Actuellement, le service comprend trois infirmiers sur le second étage, sept sur le rez de chaussée et le premier étage, deux aides-soignantes, deux agents de service hospitaliers, deux cadres infirmiers et un cadre. Trois postes d’infirmiers ne sont pas pourvus.

L’unité comprend 47 lits et la structure fonctionne sur un régime d’encellulement individuel. Il n’est jamais dérogé à ce principe. Le régime pénitentiaire est ordinaire, avec la mise en oeuvre de parloirs et de promenades. Le bâtiment est isolé des autres bâtiments de la détention ordinaire. Il dispose d’une cour de promenade, avec des arbres et des boiseries, auquel le personnel soignant n’a pas accès. Il est constitué d’un rez-de-chaussée et de deux étages. Le rez-de-chaussée comporte 12 places, plus une cellule de soin intensif et une cellule d’apaisement. Il est plus spécifiquement consacré à la gestion des crises psychiatriques. Le premier étage s’articule autour de la mise en oeuvre de soins de suite et accueille une population de détenus en voie de stabilisation (20 patients). Le deuxième étage accueille un dispositif de soins spécifiques réservés aux seuls délinquants sexuels (12 patients).

Les intervenants rencontrés au cours de la visite le rappellent : l’UPH traite essentiellement la maladie mentale ; elle n’a pas vocation à prendre en charge des détenus qui vivent des situations de stress ou de mal-être, notamment en raison de la surpopulation carcérale. Elle gère essentiellement des détenus qui connaissent des problèmes d’ordre psychiatrique Il est mentionné que le service est toujours plein, avec un turn-over très rapide ( une douzaine d’entrées et de sorties par mois en moyenne). Certains détenus restent pour des durées très courtes. D’autres en revanche, notamment des détenus qui sont susceptibles d’être déclarés pénalement irresponsables, sont maintenus sur des périodes plus conséquentes.

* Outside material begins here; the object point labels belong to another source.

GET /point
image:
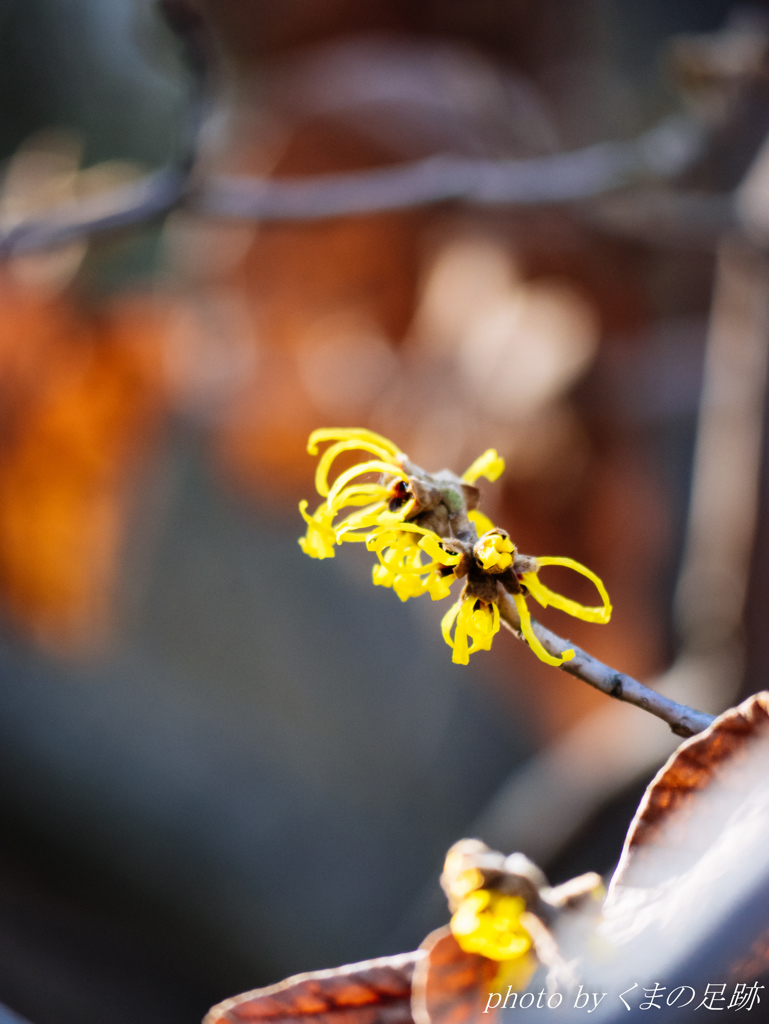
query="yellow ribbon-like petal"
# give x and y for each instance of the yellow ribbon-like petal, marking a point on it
(489, 465)
(479, 625)
(547, 597)
(488, 923)
(373, 466)
(533, 642)
(319, 540)
(324, 466)
(349, 433)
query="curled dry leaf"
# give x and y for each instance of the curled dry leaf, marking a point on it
(671, 799)
(451, 986)
(376, 990)
(688, 900)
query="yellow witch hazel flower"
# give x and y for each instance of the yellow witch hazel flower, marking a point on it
(406, 515)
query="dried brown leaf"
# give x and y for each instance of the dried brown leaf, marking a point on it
(376, 991)
(671, 798)
(450, 985)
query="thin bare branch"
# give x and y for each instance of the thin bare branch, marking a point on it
(663, 153)
(138, 203)
(684, 721)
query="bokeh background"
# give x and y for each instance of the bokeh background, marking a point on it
(221, 762)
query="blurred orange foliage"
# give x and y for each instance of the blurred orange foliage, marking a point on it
(81, 396)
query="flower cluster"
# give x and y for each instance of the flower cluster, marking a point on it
(406, 515)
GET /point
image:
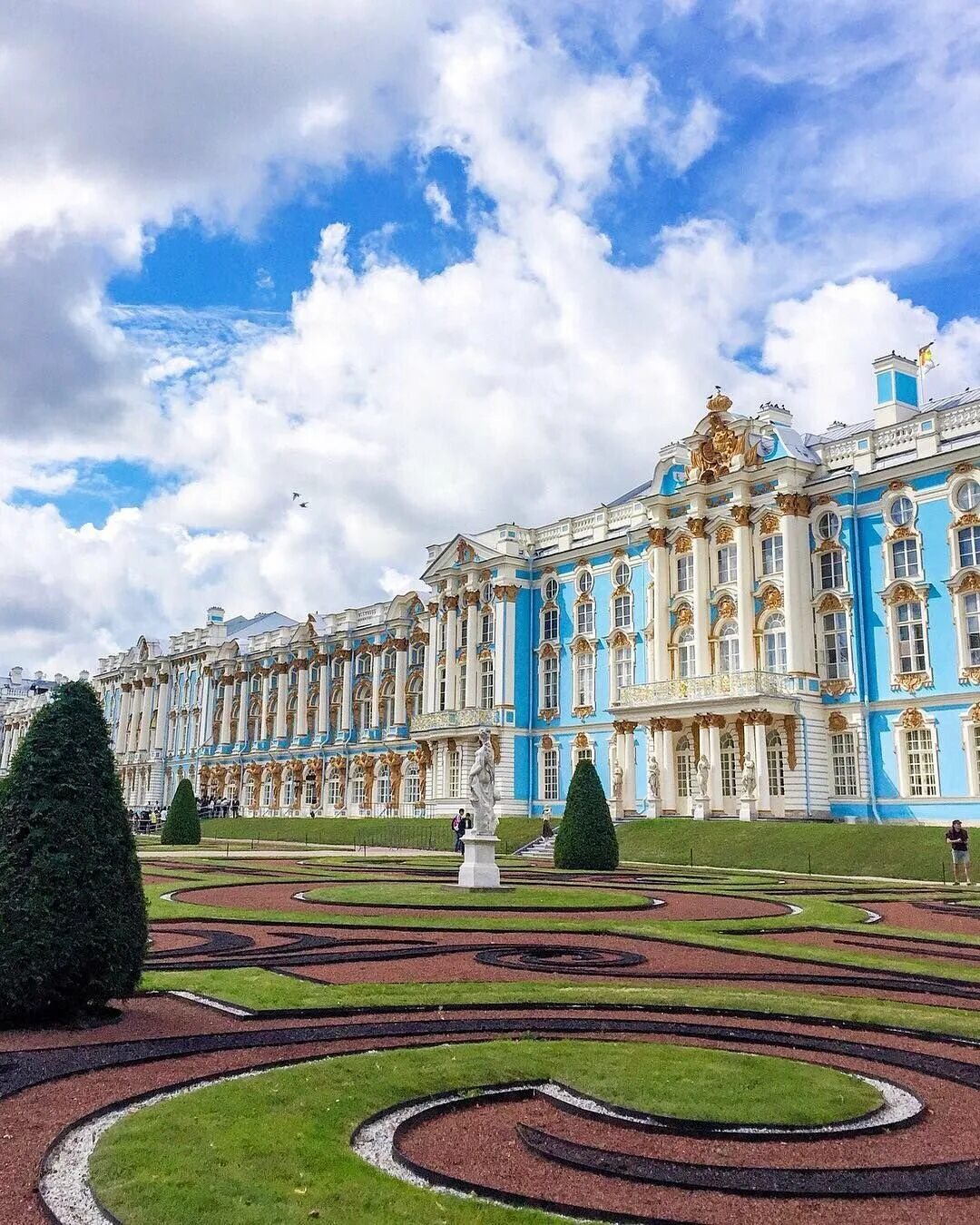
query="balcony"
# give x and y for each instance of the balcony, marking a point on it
(445, 720)
(717, 686)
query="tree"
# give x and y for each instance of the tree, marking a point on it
(585, 837)
(73, 914)
(182, 826)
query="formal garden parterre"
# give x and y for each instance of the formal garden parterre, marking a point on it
(668, 1043)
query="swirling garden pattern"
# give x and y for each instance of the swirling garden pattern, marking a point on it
(279, 963)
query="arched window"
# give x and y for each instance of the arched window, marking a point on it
(774, 643)
(386, 700)
(413, 696)
(728, 765)
(728, 647)
(486, 683)
(686, 653)
(683, 766)
(774, 762)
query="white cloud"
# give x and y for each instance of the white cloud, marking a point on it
(438, 202)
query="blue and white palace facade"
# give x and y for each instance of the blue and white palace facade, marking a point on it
(811, 601)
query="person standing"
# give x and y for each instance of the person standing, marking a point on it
(959, 844)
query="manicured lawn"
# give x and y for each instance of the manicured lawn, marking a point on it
(275, 1148)
(266, 990)
(916, 853)
(423, 833)
(525, 897)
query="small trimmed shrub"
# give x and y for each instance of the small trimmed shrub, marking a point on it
(73, 916)
(182, 826)
(585, 838)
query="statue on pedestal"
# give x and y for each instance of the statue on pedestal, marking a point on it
(703, 772)
(653, 778)
(749, 778)
(483, 791)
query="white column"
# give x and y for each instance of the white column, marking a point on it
(431, 652)
(701, 605)
(748, 662)
(303, 689)
(401, 669)
(241, 730)
(661, 605)
(263, 716)
(163, 692)
(798, 584)
(347, 690)
(228, 686)
(473, 631)
(280, 697)
(377, 685)
(714, 759)
(762, 769)
(137, 704)
(322, 702)
(452, 671)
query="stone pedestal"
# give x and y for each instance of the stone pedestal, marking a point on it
(479, 868)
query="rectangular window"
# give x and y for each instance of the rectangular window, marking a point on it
(912, 639)
(772, 555)
(549, 682)
(550, 772)
(844, 763)
(830, 570)
(836, 647)
(728, 564)
(584, 678)
(906, 559)
(920, 762)
(622, 612)
(969, 546)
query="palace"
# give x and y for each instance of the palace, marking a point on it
(806, 601)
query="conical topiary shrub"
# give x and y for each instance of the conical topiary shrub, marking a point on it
(73, 916)
(585, 838)
(182, 826)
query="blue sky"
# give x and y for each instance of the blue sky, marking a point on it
(346, 249)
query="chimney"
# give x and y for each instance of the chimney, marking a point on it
(896, 389)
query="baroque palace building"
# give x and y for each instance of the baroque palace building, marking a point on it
(808, 601)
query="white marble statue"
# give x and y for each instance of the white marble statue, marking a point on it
(703, 773)
(749, 778)
(616, 779)
(653, 778)
(483, 791)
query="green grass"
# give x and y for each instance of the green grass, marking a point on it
(916, 853)
(528, 897)
(261, 989)
(273, 1148)
(423, 833)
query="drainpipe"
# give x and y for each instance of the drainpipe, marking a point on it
(863, 643)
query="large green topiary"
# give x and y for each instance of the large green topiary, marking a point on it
(182, 826)
(73, 916)
(585, 838)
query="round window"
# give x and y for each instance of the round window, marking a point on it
(902, 511)
(828, 524)
(968, 495)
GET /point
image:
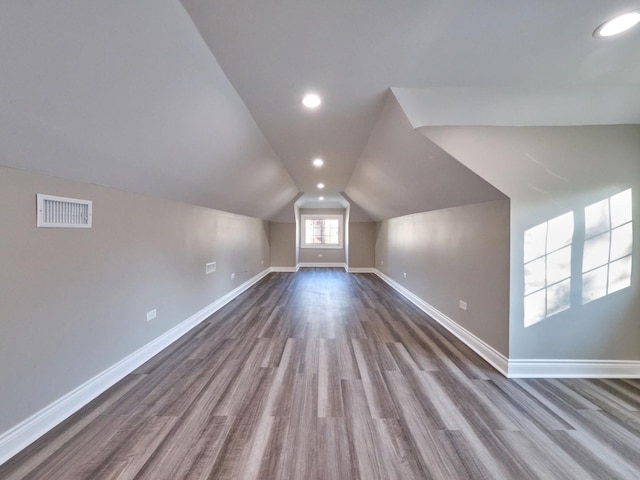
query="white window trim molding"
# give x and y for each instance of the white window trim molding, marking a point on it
(337, 216)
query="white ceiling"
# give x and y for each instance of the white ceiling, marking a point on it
(203, 106)
(352, 52)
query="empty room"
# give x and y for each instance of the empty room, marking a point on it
(319, 239)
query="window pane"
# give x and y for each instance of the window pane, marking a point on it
(621, 208)
(534, 242)
(620, 274)
(596, 252)
(560, 232)
(594, 284)
(596, 218)
(534, 276)
(558, 297)
(559, 265)
(534, 308)
(621, 241)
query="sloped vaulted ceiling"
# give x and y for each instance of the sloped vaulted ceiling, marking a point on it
(199, 100)
(402, 172)
(127, 95)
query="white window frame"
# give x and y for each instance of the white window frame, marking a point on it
(303, 231)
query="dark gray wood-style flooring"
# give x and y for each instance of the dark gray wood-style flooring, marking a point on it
(323, 374)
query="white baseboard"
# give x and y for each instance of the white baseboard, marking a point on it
(321, 265)
(284, 269)
(26, 432)
(486, 351)
(540, 368)
(361, 270)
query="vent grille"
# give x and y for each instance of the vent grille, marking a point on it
(63, 212)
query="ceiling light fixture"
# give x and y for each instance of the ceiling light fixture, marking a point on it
(618, 24)
(311, 100)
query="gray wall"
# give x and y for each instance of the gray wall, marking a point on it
(460, 253)
(329, 255)
(283, 244)
(74, 301)
(401, 172)
(548, 172)
(362, 238)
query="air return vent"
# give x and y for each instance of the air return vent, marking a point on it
(63, 212)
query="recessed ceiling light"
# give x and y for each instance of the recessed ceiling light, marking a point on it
(617, 25)
(311, 100)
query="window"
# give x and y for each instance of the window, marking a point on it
(606, 266)
(322, 231)
(547, 268)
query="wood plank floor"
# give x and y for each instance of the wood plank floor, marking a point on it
(322, 375)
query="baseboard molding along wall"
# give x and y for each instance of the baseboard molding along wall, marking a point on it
(26, 432)
(284, 269)
(361, 270)
(539, 368)
(17, 438)
(322, 265)
(522, 368)
(486, 351)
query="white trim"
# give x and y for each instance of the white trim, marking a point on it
(545, 368)
(361, 270)
(334, 216)
(284, 269)
(486, 351)
(26, 432)
(322, 265)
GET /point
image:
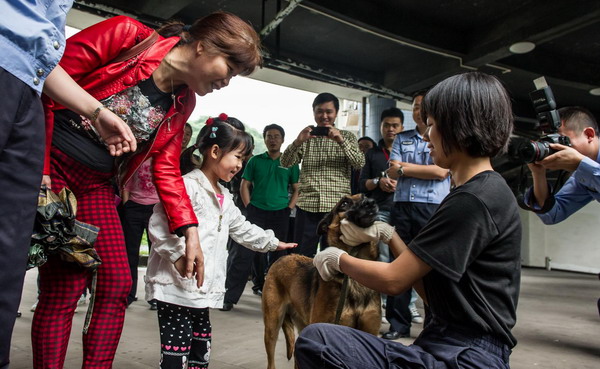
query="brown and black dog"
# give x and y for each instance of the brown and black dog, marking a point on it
(295, 295)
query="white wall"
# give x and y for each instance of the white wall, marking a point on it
(570, 245)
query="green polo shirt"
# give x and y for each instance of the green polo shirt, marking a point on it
(270, 182)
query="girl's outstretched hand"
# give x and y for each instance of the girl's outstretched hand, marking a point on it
(192, 263)
(285, 246)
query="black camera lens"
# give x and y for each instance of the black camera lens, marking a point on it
(533, 151)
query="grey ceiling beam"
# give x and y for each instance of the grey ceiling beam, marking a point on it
(279, 17)
(537, 23)
(162, 9)
(391, 22)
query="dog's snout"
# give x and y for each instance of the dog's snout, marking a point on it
(363, 212)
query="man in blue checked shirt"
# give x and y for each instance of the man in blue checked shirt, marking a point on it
(32, 41)
(421, 187)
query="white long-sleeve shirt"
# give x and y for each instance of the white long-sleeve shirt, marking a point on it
(216, 224)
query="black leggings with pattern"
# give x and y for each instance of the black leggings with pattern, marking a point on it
(185, 336)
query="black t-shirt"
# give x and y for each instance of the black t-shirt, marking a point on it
(473, 244)
(142, 106)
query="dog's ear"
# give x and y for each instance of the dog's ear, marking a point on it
(323, 226)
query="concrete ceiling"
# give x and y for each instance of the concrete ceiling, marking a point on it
(393, 48)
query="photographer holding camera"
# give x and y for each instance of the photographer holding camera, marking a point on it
(581, 158)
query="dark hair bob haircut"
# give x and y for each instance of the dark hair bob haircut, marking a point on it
(472, 112)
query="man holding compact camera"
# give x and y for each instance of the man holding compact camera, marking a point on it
(327, 155)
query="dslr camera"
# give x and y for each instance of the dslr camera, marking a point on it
(548, 122)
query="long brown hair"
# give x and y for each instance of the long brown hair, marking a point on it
(221, 32)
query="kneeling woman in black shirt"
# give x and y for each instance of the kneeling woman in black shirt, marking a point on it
(465, 262)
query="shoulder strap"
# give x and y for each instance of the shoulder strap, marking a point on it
(137, 49)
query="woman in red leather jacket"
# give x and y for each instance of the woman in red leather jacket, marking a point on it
(153, 91)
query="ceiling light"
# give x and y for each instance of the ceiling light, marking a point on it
(521, 47)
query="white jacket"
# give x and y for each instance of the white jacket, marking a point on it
(216, 224)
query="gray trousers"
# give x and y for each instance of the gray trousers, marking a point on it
(328, 346)
(21, 163)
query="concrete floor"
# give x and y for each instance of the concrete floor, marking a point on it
(558, 327)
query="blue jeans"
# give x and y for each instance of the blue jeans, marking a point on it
(332, 346)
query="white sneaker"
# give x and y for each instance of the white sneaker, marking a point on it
(416, 317)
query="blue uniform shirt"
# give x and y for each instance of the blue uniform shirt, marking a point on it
(580, 189)
(32, 38)
(410, 147)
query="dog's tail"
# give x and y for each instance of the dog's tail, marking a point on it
(288, 332)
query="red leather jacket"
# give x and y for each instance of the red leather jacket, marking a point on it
(87, 60)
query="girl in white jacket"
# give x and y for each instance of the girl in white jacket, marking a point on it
(185, 329)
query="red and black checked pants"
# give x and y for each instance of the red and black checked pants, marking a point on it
(62, 283)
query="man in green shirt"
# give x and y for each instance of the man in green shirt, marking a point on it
(265, 192)
(328, 156)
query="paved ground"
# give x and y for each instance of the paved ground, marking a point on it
(558, 328)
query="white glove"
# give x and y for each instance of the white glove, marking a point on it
(328, 262)
(353, 235)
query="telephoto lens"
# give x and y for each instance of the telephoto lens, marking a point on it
(533, 151)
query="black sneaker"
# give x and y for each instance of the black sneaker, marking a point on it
(226, 306)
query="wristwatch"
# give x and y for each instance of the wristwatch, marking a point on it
(400, 171)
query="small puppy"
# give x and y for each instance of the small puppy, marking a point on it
(294, 295)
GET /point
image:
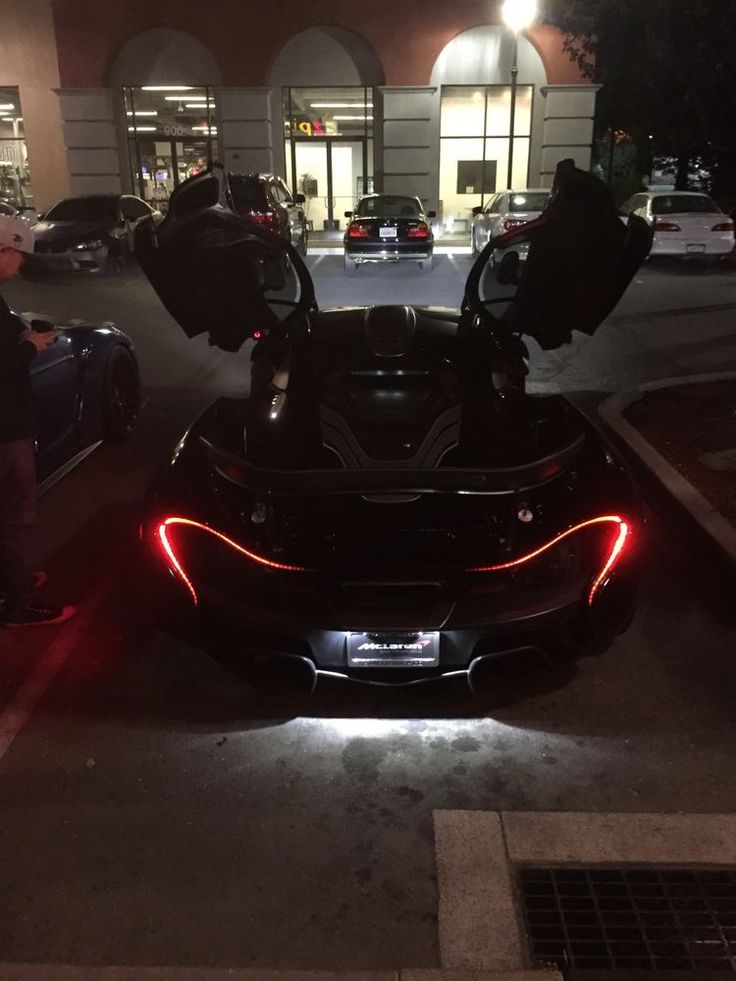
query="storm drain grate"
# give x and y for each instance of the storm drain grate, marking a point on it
(637, 919)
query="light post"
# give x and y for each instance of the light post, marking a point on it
(518, 15)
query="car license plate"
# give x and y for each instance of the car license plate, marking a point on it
(394, 650)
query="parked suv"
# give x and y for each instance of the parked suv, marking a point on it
(267, 201)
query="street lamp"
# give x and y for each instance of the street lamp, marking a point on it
(518, 15)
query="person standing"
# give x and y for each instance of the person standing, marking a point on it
(18, 347)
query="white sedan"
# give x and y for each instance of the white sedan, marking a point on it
(504, 212)
(686, 224)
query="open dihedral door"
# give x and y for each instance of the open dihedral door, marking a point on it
(215, 272)
(581, 259)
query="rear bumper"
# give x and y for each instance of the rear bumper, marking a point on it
(385, 252)
(87, 260)
(468, 634)
(661, 246)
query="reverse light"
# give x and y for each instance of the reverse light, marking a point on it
(267, 218)
(88, 246)
(173, 557)
(621, 537)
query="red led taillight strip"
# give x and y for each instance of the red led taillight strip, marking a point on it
(622, 536)
(167, 546)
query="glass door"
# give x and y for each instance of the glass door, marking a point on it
(331, 174)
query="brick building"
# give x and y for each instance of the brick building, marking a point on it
(340, 97)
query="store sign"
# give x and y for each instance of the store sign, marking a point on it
(172, 129)
(313, 127)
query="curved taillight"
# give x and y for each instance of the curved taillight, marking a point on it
(619, 542)
(165, 536)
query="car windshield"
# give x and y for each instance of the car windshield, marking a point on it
(84, 209)
(529, 201)
(387, 206)
(247, 192)
(682, 204)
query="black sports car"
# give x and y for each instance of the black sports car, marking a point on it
(388, 228)
(389, 505)
(92, 233)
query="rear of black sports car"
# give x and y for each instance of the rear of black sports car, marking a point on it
(388, 587)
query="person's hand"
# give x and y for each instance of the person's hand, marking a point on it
(40, 340)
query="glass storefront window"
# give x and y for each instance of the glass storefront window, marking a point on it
(15, 179)
(474, 147)
(172, 135)
(328, 143)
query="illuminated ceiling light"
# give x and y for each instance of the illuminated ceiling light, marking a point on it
(340, 105)
(519, 14)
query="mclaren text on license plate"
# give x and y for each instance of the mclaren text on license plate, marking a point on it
(394, 650)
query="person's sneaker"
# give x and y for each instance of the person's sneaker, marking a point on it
(37, 616)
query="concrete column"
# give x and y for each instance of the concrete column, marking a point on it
(568, 127)
(246, 131)
(410, 137)
(93, 151)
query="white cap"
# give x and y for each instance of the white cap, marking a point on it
(16, 234)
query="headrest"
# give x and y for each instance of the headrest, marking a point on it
(389, 330)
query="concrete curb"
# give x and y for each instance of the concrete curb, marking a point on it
(712, 522)
(67, 972)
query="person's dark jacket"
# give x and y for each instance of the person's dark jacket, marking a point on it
(17, 415)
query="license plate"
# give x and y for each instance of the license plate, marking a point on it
(394, 650)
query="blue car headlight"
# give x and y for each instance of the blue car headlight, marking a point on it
(95, 243)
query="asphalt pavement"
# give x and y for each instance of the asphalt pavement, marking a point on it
(159, 819)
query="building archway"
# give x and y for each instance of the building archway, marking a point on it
(167, 140)
(327, 109)
(473, 74)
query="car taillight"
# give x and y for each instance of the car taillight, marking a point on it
(170, 535)
(606, 556)
(356, 230)
(269, 219)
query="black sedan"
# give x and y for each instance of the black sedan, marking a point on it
(93, 233)
(388, 228)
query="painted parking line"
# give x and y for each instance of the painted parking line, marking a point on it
(17, 713)
(65, 972)
(480, 924)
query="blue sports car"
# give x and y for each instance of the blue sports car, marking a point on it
(87, 388)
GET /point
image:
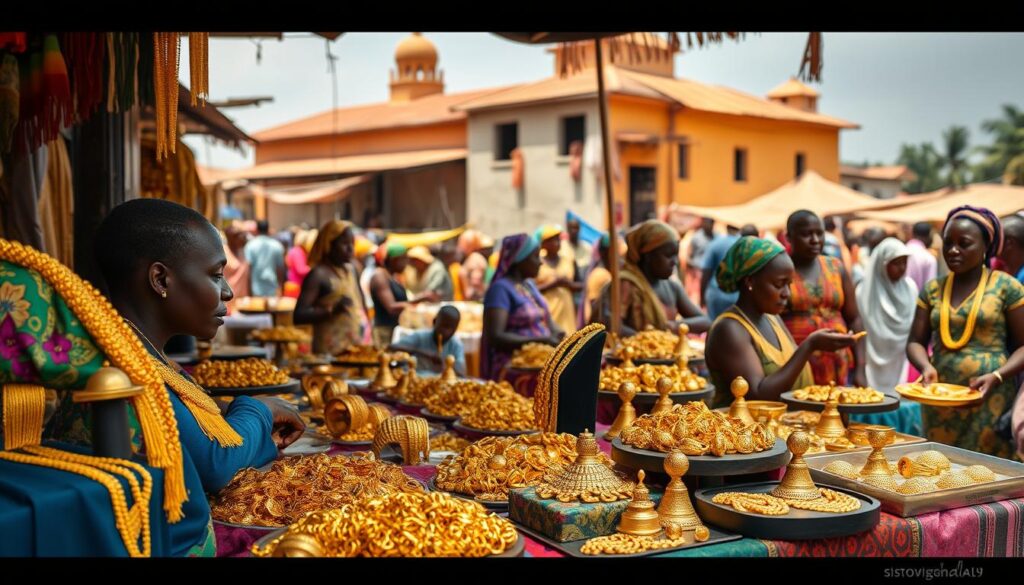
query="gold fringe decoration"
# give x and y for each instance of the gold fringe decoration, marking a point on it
(165, 83)
(199, 67)
(202, 407)
(123, 349)
(24, 406)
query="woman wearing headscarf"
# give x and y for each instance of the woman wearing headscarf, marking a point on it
(750, 340)
(971, 318)
(514, 310)
(388, 294)
(556, 277)
(331, 299)
(821, 296)
(649, 297)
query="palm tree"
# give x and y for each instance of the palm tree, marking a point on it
(953, 156)
(924, 161)
(1006, 156)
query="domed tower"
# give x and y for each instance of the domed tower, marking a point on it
(416, 74)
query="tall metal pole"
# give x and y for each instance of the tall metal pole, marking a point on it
(609, 196)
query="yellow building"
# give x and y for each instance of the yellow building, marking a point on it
(426, 159)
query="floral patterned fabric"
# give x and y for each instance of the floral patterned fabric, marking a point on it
(986, 350)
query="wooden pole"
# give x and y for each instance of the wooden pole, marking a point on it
(609, 195)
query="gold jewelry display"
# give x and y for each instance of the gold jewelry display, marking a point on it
(125, 350)
(411, 433)
(24, 406)
(588, 478)
(738, 410)
(296, 486)
(629, 544)
(676, 507)
(972, 318)
(494, 464)
(239, 373)
(627, 412)
(797, 483)
(695, 429)
(403, 525)
(640, 518)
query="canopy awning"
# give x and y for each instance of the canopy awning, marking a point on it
(1000, 199)
(810, 192)
(347, 165)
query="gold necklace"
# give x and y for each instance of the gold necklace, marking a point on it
(203, 408)
(972, 318)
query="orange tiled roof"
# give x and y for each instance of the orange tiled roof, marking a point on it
(429, 110)
(891, 172)
(689, 93)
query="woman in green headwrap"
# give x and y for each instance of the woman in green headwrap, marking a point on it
(750, 340)
(388, 294)
(648, 297)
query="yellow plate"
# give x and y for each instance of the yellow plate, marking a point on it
(910, 391)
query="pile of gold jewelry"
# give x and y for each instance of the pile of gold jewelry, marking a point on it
(359, 354)
(645, 378)
(847, 394)
(629, 544)
(695, 429)
(402, 525)
(459, 398)
(295, 486)
(449, 442)
(649, 344)
(239, 374)
(830, 501)
(510, 412)
(281, 333)
(530, 356)
(488, 467)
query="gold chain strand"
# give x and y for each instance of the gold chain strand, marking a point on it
(24, 407)
(118, 498)
(138, 514)
(124, 350)
(972, 318)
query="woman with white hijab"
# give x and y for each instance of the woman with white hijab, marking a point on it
(887, 300)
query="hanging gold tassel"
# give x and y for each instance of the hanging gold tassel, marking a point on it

La prise en charge des auteurs d’infractions sexuelles existe depuis 1994 à FRESNES mais l’offre de soins actuelle repose sur un projet thérapeutique nouveau, mis en oeuvre depuis septembre 2007. Il consiste dans une prise en charge intensive, inter-disciplinaire, reposant sur des sessions thérapeutiques d’une durée de cinq à six mois environ et concernant une population de douze agresseurs sexuels condamnés. Cette prise en charge est basée sur des thérapies de groupe (travail en groupes fermés de six personnes) et sur des entretiens individuels avec le psychiatre responsable de la structure. Elle vise à initier la prise de conscience de la problématique psycho-dynamique propre à l’agresseur sexuel. Deux sessions se sont déjà déroulées depuis la mise en place de ce nouveau projet. D’ores et déjà, le bon déroulement du dispositif est confronté aux contraintes pénitentiaires et aux mouvements qui affectent la situation des détenus. Des personnes condamnés peuvent être affectés sur d’autres sites au moment de leur admission au dispositif : cette affectation n’est pas modifiée, ni retardée dans le temps, ce qui ne garantit pas la présence du détenu tout au long de la session. De ce fait, le principe de continuité des soins ne serait pas respecté.